The two filmmakers had met on film sets before, but their friendship was cemented when they both were working on their films at the now-defunct Mike’s Video Transfer in Hurst. “We would show each other our work and critique each other,” Presley said.
They had both made films on their own. McGee’s comic short film Neal (about a mechanized pool cleaner that gains consciousness) played at the Lone Star Film Festival in 2011, but he copped to learning more from his previous short Beautiful Exposure. “There was a suicide note at the end that referenced the suicide note of [Kodak founder] George Eastman,” he said. “People didn’t get that until we did the Q&As. I learned what audiences are looking for.”
Presley had shot a science-fiction short called The 82 Peddler in Fort Worth and a TV sitcom pilot entitled Sheltered at Haltom City’s Studio 121. Shooting for TV was “a completely different style,” Presley said. “It made me miss filmmaking.”
The idea for Stryngs came to Presley after reading The Death of Ivan Ilyich. Tolstoy’s novella about a man reckoning with his mortality inspired a story about an old puppeteer facing the end of his life. Presley wrote and directed the film while McGee produced it. “I knew exactly what Derek wanted,” McGee said. “We needed a late 19th-century European village. Where in DFW can you find that?”

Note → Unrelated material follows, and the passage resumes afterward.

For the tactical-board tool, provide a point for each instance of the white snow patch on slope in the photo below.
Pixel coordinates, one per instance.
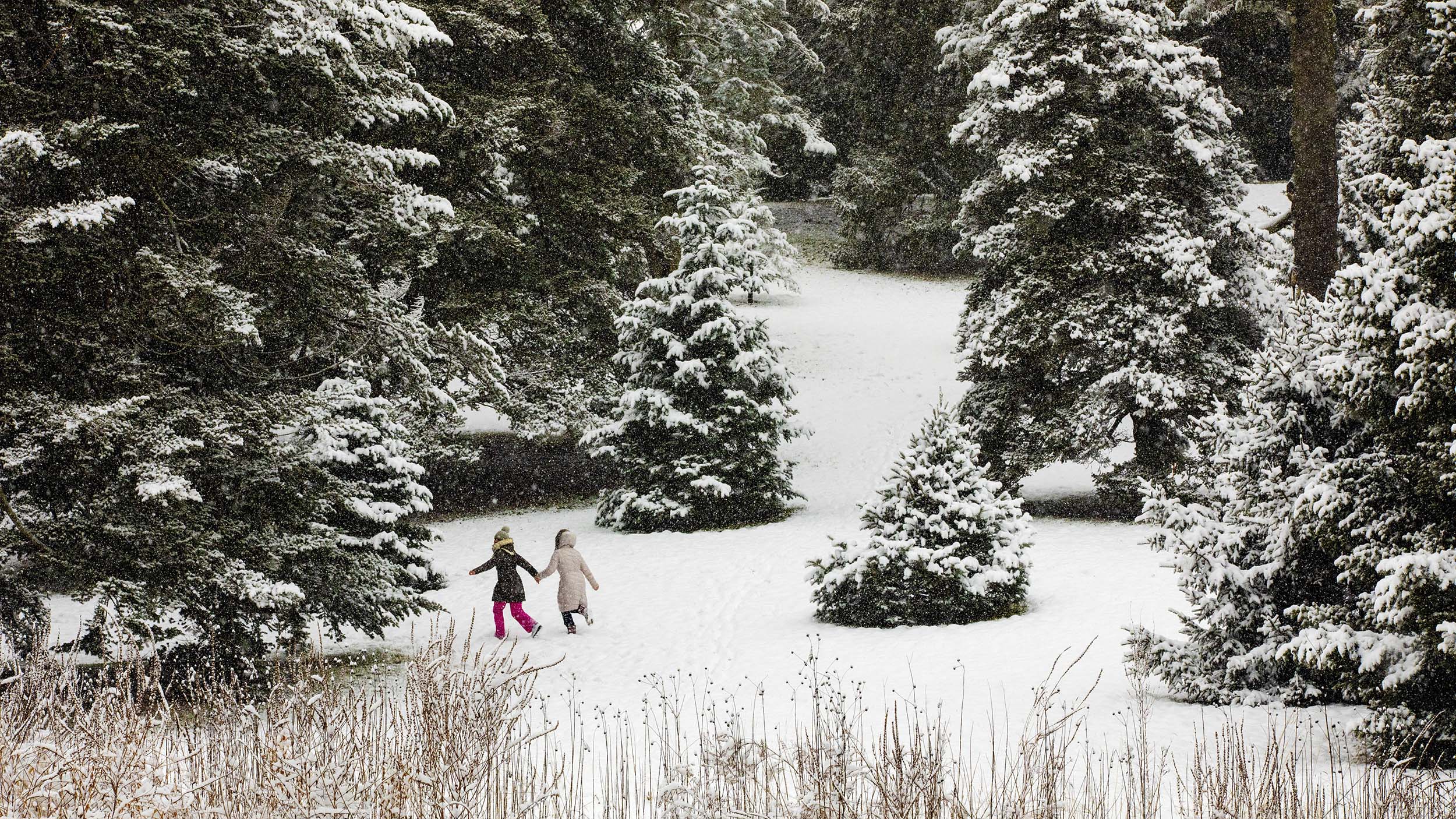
(870, 353)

They filmed at Scarborough Faire in Waxahachie, a location that McGee found extremely helpful. The filmmakers wanted a layered look to the darkness in the old man’s puppet shop, so they shot on 35mm film instead of video — a rare opportunity for the crew. “We had crew members work for almost nothing because we were working on film,” McGee remembered.
Presley added, “There was a little more seriousness on the set because [the crew members] knew that we couldn’t burn film.”
Meanwhile, lead actor Grant James added a note to the story that Presley liked. “He thought the original ending was sinister, very Twilight Zone,” he said. “He wanted [the puppeteer] to be enlightened at the end.”
Presley and McGee had financed their previous films out of their own pockets, but they found a private investor for Stryngs and handed out postcards at the Dallas Film Festival to raise $2,000 (via the website Indiegogo) for post-production costs. They are seeking distribution for Stryngs and looking for funding for their respective feature projects (McGee’s is a psychological thriller called With Child, and Presley’s is a science-fiction film called Mnemosyne to be shot in Fort Worth). In the meantime, the whole experience of filming Stryngs has left them feeling lucky. “I went to Pix Smith for help,” said McGee about the founder of Dallas Puppet Theater. “He let us have the run of his studio, and we used props and puppets for nothing. When things just fall into place like that, it’s like the movie wants to be made.”